The typical duration of a real estate price cycle is only five years. The 10-year cycle is, therefore, a conspicuous case. Especially in terms of financial stability and a potentially negative impact on the economy. The risk of a sharp setback increases with each increase. The following conditions would show that the uptrend cycle is nearing its end:
- The supply is being massively expanded and vacancy rates are rising. Given the constraints of new construction, it is unlikely that the cycle will end until 2022.
- The labour migration to Germany stops. According to current information from the Federal Statistical Office, net migration to Germany in 2017 amounted to 416,080 persons. In its monthly report in June 2018, the Bundesbank expects net migration to reach 1.2 million in the period from 2018 to 2020, making the decline in labour migration unlikely.
- Interest rates are rising sharply and thus rental yields in the German residential real estate business are also becoming less attractive.
- The population clearly prefers to rent a property instead of buying it. Rental rents in 2017 rose year on year to a 23-year high of 6.9 per cent. Although leasing momentum has slowed substantially in 2018 and thereafter and further policy measures are expected for rental control laws, bottlenecks in the housing market point to a continuation of the upward trend. According to DB research, the four above-mentioned conditions are unlikely to occur in 2019. Therefore, the price cycle is expected to stay in place.
As in the last 10 years, prices are likely to rise faster than rents
While this trend puts further downward pressure on initial yields, real estate market wealth is likely to be more attractive than investments for both private and institutional investors.
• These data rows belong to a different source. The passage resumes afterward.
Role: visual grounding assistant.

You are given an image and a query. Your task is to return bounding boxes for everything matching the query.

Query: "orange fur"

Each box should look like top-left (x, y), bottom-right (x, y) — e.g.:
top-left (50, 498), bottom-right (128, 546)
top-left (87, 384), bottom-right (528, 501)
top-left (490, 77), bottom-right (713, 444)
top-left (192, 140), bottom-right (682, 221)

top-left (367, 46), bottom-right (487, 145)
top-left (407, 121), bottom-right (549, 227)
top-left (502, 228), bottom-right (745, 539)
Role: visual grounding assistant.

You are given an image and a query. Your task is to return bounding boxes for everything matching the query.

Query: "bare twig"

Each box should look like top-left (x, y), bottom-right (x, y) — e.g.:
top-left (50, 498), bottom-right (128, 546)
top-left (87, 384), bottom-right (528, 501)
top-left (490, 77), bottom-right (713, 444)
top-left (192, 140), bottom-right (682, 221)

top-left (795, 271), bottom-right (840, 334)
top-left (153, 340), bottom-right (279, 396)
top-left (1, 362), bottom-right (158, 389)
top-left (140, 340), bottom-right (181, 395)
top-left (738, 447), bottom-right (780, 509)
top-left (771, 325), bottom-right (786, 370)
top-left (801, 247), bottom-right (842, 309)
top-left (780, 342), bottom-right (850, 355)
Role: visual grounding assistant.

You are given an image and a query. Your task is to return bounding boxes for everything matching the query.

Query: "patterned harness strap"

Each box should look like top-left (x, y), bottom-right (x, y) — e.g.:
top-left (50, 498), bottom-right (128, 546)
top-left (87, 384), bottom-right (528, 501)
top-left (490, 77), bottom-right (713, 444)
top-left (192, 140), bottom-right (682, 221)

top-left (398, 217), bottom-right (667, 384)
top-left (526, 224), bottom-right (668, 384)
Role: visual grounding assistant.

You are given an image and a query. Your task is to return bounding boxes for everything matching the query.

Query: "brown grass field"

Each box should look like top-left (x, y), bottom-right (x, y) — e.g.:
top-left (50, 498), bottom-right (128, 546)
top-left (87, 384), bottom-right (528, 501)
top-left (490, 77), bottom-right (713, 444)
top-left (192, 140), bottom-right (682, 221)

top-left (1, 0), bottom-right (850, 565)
This constellation argues against a short-term end to the cycle, as yields on the real estate market are likely to significantly outperform interest rates on long-term German government bonds in the coming years.
Many properties are also more attractive than the very volatile prices and dividends of public companies. Rental yields of 4 per cent a year should, therefore, attract additional investors, and in times of crisis, real estate investments will probably give preference to financial assets.